The quantile() method in Pandas returns values at the given quantile over the requested axis.
A quantile is a way to understand the distribution of data within a DataFrame or Series.
Example
import pandas as pd
# sample DataFrame
data = {'A': [1, 2, 3],
'B': [4, 5, 6]}
df = pd.DataFrame(data)
# calculate the median, which is the 50th percentile or quantile(0.5)
median = df.quantile(0.5)
print(median)
'''
Output
A 2.0
B 5.0
Name: 0.5, dtype: float64
'''
quantile() Syntax
The syntax of the quantile() method in Pandas is:
df.quantile(q=0.5, axis=0, numeric_only=True, interpolation='linear')
quantile() Arguments
The quantile() method has the following arguments.
q(optional): the quantile to compute, which must be between 0 and 1 (default 0.5)axis(optional): the axis to compute the quantile alongnumeric_only(optional): ifFalse, the quantile of datetime and timedelta data will be computed as well (defaultTrue)interpolation(optional): specifies the interpolation method to use when the desired quantile lies between two data points.
quantile() Return Value
The quantile() method returns a scalar or Series if q is a single quantile, and a DataFrame if q is an array of multiple quantiles.
Example 1: Single Quantile
import pandas as pd
data = {'A': [1, 3, 5, 7],
'B': [2, 4, 6, 8]}
df = pd.DataFrame(data)
# calculate the 25th percentile
quantile_25 = df.quantile(0.25)
print(quantile_25)
Output
A 2.5 B 3.5 Name: 0.25, dtype: float64
Here, we calculated the 25th percentile (first quartile) for each column.
Example 2: Multiple Quantiles
import pandas as pd
data = {'A': [1, 3, 5, 7],
'B': [2, 4, 6, 8]}
df = pd.DataFrame(data)
# calculate the 25th and 75th percentiles
quantiles = df.quantile([0.25, 0.75])
print(quantiles)
Output
A B
0.25 2.5 3.5
0.75 5.5 6.5
In this example, we calculated multiple quantiles for each column, resulting in a DataFrame showing the 25th and 75th percentiles.

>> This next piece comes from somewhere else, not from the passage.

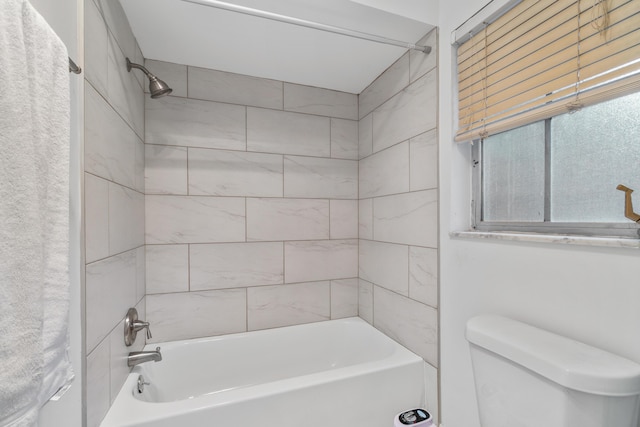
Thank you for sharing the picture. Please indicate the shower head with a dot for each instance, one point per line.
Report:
(157, 87)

Example 3: Quantile with Interpolation
import pandas as pd
data = {'A': [1, 3, 5, 7],
'B': [2, 4, 6, 8]}
df = pd.DataFrame(data)
# calculate the median with a different interpolation method
median_higher = df.quantile(0.5, interpolation='higher')
print(median_higher)
Output
A 5 B 6 Name: 0.5, dtype: int64
In this example, we have set the interpolation parameter to 'higher'.
By choosing 'higher', we force the quantile function to return the actual observed value from the dataset that is higher than the median position.